Ungläubig blicke ich ihn an. Ich hätte nie erwartet, dass die Avoxe sich noch immer wehren, obwohl sie längst aufs härteste bestraft und gebrochen worden sind. Doch vielleicht hat gerade das sie zu dem gemacht, was sie sind.
"Auf der Abschussliste stehst nicht nur du weit oben würde ich sagen.", lächle ich und bin zum ersten Mal froh darüber, nicht die Einzige zu sein.
Auch wenn natürlich letztlich alle potentielle Ziele sind, auf uns beide haben sie es mit Sicherheit mit am meisten abgesehen.
"Wir sind da.", verkündet Sam und ich sehe mich um.
Das Viertel in das wir eingebogen sind ist beinahe unversehrt. Die Häuser sehen noch gut aus und kaum gibt es Spuren der Bombenangriffe.
"Und hier gibt es sicher keine Friedenswächter mehr?", fragt Elina zaghaft.
"Ganz sicher.", Sams Stimme klingt fest und ich bin auch überzeugt, dass hier nirgends mehr jemand zu finden ist, der auf Seiten des Kapitols kämpft.
"Die sind schon lange weg, da sie in der Unterzahl waren. Die Angriffe kommen alle vom Kapitol selbst, nicht von einzelnen Friedenswächtern die sich hier noch verschanzt haben. Die sind geflohen oder alle tot.", bestärkt er meine Meinung.
"Wie viele Distrikte haben sich schon frei gekämpft?", frage ich und stelle mir vor wie es wäre, wenn nur noch Distrikt 2 übrig wäre. Wenn die Rebellen geschlossen dort hin gehen würden und mein Zuhause zerstören würden, weil die Menschen dort zu loyal waren.
Mona und ihre Familie würden sterben.
Mein Haus würde zerstört werden, wenn es das nicht längst ist.
Alles würde in Schutt und Asche liegen. Für die Freiheit.
"Wir wissen von Distrikt 7, da wir selbst dort waren.
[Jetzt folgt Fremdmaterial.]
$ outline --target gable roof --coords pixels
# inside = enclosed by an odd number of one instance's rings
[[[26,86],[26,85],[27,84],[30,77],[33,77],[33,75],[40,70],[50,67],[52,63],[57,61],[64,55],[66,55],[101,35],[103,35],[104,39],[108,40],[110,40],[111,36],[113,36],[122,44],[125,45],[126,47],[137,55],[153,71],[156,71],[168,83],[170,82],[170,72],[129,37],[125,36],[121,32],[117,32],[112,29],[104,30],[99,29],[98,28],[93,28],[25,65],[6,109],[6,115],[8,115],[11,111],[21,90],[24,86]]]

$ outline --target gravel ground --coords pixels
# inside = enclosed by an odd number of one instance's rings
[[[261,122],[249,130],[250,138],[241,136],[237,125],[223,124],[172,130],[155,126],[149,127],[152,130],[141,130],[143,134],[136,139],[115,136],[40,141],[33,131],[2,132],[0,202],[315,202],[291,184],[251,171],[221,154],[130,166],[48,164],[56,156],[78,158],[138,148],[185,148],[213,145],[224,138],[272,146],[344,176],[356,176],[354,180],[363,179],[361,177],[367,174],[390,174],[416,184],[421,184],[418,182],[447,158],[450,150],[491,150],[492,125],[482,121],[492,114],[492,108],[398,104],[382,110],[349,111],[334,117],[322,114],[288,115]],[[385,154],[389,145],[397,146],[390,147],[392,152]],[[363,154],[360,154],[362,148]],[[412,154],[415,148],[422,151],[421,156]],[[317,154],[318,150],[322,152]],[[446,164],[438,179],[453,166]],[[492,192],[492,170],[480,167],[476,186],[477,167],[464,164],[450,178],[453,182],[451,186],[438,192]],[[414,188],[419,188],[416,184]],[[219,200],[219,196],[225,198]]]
Mehr Informationen kann ich dir leider nicht geben, aber ich bin dabei mich hinein zu arbeiten.", sagt Sam und geht in Richtung Haustür, um vier mal zu klopfen.
Bjon öffnet die Tür und auch ihn erkenne ich als den Nachrichtenüberbringer.
"Da seid ihr ja. Hab mir schon Sorgen gemacht weil es so lange gedauert hat.", begrüßt er uns und winkt uns herein.
"Das war meine Schuld.", gibt Elina leise zu.
Auch wenn ich es nicht alles schlimm empfunden habe, etwas langsamer zu gehen. So habe ich mich mit Damir unterhalten können und auch einen Eindruck von Distrikt 8 gewonnen.
"Naja, jetzt seid ihr ja hier.", sagt er lächelnd und verriegelt die Tür wieder hinter uns. Dann deutet er uns ihm zu folgen und wir betreten ein Wohnzimmer, in dem zwei Jungen und zwei Mädchen auf dem Boden ihr Lager eingerichtet haben.
Alle springen begeistert auf, bis auf eines der Mädchen, welches abwesend auf ihrer Matte sitzen bleibt.
"Du siehst schon viel besser aus.", grinst einer der Jungen als er Elina frei gibt.
"Fühl mich auch besser.", antwortet sie ebenfalls grinsend. Dann geht ihr Blick in meine Richtung.
"Das ist Reva Scott, Siegerin aus Distrikt 2 und neues Mitglied unserer Gruppe. Reva, das sind Kila, Elise, Tiro und Lucan."
Ich habe solche Vorstellungsrunden noch nie gemocht und fühle mich dementsprechend unwohl. Vor allem, weil ich mich längst nicht mehr als Überlegene Siegerin sehe.
"Schön euch kennen zu lernen.", bete ich eine Floskel lächelnd herunter und hoffe, dass alle mit einer solchen Antwort zufrieden sind.
"Meine Frau macht gerade etwas zu essen. In der Zwischenzeit bringe ich noch Decken und Kissen und ihr könnt euch die übrigen Matratzen so hinrichten wie ihr wollt.", sagt Bjon und geht hinaus.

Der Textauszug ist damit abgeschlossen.